During the legal proceedings on Apr. 6, Gunches appeared in court via telephone, and spoke briefly. He siad he wants the execution to happen sooner rather than later. Meanwhile, the execution warrant for Gunches is set to expire at the stroke of midnight on April 7, which left Jusge Moskowitz in a rather tricky situation.

"The claim that they have presented to this court is that there should be an execution, and it’s simply moot once the warrant goes away tonight," said attorney Alexander Samuels.

The plaintiff's briefs are due by April 18.

Gunches' execution subject of legal battle and controversy

We have been reporting on the legal battle surrounding the death warrant that was issued for Gunches.

Gunches had originally filed his motion for a death warrant in November 2022, but later sought to withdraw the request, arguing that he did not know of Arizona Attorney General Kris Mayes' intentions of pausing executions in Arizona.

In December that same year, the Arizona Attorney General's Office requested the state's Supreme Court to issue a warrant of execution for Gunches. At the time, Mayes had yet to take office as the state's AG.

As mentioned above, Gov. Hobbs has vowed not to carry out Gunches' execution warrant, citing a review that she has ordered of death penalty protocols due to Arizona’s history of mismanaging executions.
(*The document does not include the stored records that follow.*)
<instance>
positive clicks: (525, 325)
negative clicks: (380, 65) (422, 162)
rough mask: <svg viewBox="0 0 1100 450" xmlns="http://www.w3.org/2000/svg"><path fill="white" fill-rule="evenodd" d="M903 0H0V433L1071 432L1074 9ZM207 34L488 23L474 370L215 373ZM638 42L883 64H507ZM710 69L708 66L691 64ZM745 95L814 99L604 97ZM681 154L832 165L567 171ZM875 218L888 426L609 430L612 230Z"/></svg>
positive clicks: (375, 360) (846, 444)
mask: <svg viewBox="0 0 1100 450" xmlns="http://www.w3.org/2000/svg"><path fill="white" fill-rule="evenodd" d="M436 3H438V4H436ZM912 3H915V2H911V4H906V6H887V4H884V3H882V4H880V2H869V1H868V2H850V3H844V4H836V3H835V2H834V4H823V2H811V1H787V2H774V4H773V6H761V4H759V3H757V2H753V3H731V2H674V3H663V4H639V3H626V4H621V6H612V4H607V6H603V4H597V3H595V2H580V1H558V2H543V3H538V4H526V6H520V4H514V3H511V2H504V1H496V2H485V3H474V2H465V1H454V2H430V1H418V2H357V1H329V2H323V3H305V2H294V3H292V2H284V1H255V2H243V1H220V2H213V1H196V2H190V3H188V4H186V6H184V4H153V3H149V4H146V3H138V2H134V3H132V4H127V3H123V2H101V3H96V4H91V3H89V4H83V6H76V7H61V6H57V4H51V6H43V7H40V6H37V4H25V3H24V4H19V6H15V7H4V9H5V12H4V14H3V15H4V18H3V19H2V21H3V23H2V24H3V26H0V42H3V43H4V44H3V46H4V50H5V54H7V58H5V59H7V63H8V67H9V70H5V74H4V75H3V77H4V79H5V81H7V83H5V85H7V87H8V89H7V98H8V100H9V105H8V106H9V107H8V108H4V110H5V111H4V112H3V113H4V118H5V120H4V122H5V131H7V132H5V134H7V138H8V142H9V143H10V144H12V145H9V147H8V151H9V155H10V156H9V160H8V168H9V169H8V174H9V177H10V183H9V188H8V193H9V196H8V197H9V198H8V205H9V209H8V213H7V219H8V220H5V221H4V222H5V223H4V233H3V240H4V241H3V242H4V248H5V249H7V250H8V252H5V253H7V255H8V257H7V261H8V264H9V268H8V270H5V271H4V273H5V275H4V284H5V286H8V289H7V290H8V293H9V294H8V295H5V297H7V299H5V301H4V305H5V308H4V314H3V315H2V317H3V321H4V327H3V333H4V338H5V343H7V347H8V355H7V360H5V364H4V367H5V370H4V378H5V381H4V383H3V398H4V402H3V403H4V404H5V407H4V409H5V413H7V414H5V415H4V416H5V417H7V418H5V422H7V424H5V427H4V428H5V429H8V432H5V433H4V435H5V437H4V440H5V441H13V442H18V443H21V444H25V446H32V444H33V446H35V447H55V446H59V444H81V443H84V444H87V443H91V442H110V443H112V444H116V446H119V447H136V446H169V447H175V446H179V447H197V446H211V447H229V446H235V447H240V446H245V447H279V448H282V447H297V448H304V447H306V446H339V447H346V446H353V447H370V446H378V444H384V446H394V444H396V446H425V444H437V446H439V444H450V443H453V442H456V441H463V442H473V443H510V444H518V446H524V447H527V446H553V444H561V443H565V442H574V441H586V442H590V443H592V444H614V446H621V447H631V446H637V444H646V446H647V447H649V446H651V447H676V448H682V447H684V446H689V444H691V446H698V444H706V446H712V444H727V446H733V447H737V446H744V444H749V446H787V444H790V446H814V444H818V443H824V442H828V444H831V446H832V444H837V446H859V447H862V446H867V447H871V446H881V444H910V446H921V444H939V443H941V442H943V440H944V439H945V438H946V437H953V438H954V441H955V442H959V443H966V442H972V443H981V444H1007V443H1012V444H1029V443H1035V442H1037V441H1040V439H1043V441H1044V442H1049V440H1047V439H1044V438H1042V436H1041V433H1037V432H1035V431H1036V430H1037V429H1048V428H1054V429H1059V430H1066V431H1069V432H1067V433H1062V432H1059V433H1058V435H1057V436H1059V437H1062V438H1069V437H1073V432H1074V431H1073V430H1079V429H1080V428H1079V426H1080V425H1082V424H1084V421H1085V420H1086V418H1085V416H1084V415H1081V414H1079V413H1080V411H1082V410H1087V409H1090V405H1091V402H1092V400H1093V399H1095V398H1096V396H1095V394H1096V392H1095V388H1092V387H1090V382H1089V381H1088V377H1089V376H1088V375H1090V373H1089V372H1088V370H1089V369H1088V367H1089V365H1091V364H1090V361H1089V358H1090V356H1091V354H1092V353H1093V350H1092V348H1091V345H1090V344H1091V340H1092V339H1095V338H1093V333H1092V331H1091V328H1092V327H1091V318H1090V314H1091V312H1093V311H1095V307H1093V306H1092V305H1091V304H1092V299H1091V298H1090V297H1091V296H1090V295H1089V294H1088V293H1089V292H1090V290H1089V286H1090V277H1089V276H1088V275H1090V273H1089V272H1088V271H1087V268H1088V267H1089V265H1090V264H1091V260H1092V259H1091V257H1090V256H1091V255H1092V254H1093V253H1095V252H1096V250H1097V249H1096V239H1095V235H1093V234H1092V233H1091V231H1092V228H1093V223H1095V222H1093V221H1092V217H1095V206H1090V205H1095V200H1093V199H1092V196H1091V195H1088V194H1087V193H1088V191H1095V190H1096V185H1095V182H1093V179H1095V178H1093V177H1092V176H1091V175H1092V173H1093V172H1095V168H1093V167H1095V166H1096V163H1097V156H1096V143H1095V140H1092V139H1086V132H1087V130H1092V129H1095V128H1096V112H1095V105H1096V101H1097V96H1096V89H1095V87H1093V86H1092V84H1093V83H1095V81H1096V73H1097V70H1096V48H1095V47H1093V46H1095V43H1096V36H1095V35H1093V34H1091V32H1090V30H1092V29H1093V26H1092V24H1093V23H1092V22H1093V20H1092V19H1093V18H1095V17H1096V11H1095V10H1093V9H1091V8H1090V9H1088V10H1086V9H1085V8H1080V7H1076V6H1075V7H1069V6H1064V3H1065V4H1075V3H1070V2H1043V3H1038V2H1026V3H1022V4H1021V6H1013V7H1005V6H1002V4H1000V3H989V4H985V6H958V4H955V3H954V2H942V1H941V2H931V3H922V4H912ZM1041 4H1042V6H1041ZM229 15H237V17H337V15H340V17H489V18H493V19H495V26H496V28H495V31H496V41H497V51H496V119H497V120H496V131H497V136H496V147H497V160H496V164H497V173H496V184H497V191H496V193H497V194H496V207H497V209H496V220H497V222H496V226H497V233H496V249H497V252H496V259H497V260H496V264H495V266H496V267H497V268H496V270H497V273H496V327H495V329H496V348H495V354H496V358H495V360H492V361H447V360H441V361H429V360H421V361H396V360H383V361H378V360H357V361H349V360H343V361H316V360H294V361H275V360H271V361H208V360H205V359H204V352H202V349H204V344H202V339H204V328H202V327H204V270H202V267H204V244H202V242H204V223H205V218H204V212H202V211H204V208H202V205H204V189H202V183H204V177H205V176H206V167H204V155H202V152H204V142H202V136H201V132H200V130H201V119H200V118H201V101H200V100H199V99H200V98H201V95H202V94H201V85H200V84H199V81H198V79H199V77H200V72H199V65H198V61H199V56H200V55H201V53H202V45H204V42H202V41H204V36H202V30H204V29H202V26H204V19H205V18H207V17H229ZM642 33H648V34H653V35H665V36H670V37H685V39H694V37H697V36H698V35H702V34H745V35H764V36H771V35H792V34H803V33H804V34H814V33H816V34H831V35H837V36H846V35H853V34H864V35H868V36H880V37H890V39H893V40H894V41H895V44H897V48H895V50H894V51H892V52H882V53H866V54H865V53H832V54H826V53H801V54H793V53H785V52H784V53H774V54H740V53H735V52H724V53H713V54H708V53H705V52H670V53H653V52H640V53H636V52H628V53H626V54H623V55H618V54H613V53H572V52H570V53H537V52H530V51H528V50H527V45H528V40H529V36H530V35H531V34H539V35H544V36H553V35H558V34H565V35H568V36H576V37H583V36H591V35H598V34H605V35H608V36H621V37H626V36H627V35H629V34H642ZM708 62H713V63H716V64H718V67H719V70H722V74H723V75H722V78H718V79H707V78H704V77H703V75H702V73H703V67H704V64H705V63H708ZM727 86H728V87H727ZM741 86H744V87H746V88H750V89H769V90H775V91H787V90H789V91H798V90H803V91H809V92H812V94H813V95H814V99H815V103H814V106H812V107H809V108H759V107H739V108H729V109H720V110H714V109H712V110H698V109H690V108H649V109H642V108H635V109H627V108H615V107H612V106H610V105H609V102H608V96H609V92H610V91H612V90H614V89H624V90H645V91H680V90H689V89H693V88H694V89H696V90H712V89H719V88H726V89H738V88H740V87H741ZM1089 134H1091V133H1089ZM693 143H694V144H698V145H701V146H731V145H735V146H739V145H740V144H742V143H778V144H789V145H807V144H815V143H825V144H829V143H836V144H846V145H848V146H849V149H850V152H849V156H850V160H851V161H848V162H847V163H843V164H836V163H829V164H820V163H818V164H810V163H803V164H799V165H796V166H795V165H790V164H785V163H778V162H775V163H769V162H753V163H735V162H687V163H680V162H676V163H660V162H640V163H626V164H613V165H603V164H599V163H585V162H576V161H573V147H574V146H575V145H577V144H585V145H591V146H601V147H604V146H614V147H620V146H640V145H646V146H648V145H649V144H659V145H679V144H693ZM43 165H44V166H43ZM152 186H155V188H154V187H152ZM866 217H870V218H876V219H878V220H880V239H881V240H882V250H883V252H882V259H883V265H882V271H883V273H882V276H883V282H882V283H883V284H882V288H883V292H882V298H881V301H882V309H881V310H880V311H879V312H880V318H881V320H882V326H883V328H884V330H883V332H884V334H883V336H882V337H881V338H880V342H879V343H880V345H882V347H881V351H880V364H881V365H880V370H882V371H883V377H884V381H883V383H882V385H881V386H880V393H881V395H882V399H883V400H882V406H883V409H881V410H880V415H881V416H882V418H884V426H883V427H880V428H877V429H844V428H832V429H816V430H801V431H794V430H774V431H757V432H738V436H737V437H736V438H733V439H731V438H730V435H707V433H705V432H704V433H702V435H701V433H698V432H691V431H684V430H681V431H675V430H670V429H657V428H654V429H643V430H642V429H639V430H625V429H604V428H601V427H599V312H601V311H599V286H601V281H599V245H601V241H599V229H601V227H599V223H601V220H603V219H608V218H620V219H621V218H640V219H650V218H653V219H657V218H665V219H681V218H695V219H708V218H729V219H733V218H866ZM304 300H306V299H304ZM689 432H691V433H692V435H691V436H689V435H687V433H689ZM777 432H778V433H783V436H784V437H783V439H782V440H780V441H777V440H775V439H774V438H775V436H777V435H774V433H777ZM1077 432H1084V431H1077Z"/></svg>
She said executions will not be carried out until Arizonans can be confident the state isn’t violating the law.

Lawyers for Hobbs have said the state lacks staff with expertise to carry out an execution, was unable to find an IV team to carry out the lethal injection and doesn’t currently have a contract for a pharmacist to compound the pentobarbital needed for an execution. They also said a top corrections leadership position that’s critical to planning executions remains unfilled.

Gov. Hobbs' decision on Gunches' execution has sparked criticism from Price.

"Not only has our family been victimized by inmate Gunches and the emotional aftermath of Ted’s murder, we are now being victimized by the governor’s failure to recognize and uphold our constitutional rights to justice and finality," Price said.

"I certainly understand the need for justice for the Price family. We are focused on insuring that we can carry out this execution if required to. Right now we have serious concerns about our ability to do that," Gov. Hobbs said.

Lawyers for Karen Price have argued that Gov. Hobbs did not have a legal authority to disregard the death warrant, but the Arizona Supreme Court has ruled that state law didn't require Hobbs to proceed with the planned execution, even though it wasn't officially called off.

Gunches' execution, if and when it proceeds, will come after the state executed Clarence Dixon, Frank Atwood, and Murray Hooper with a span of six months in 2022.

Arizona, which currently has 110 prisoners on death row, carried out three executions last year. That followed a nearly eight-year hiatus brought on by criticism that a 2014 execution was botched and because of difficulties obtaining execution drugs.

The Associated Press contributed to this report.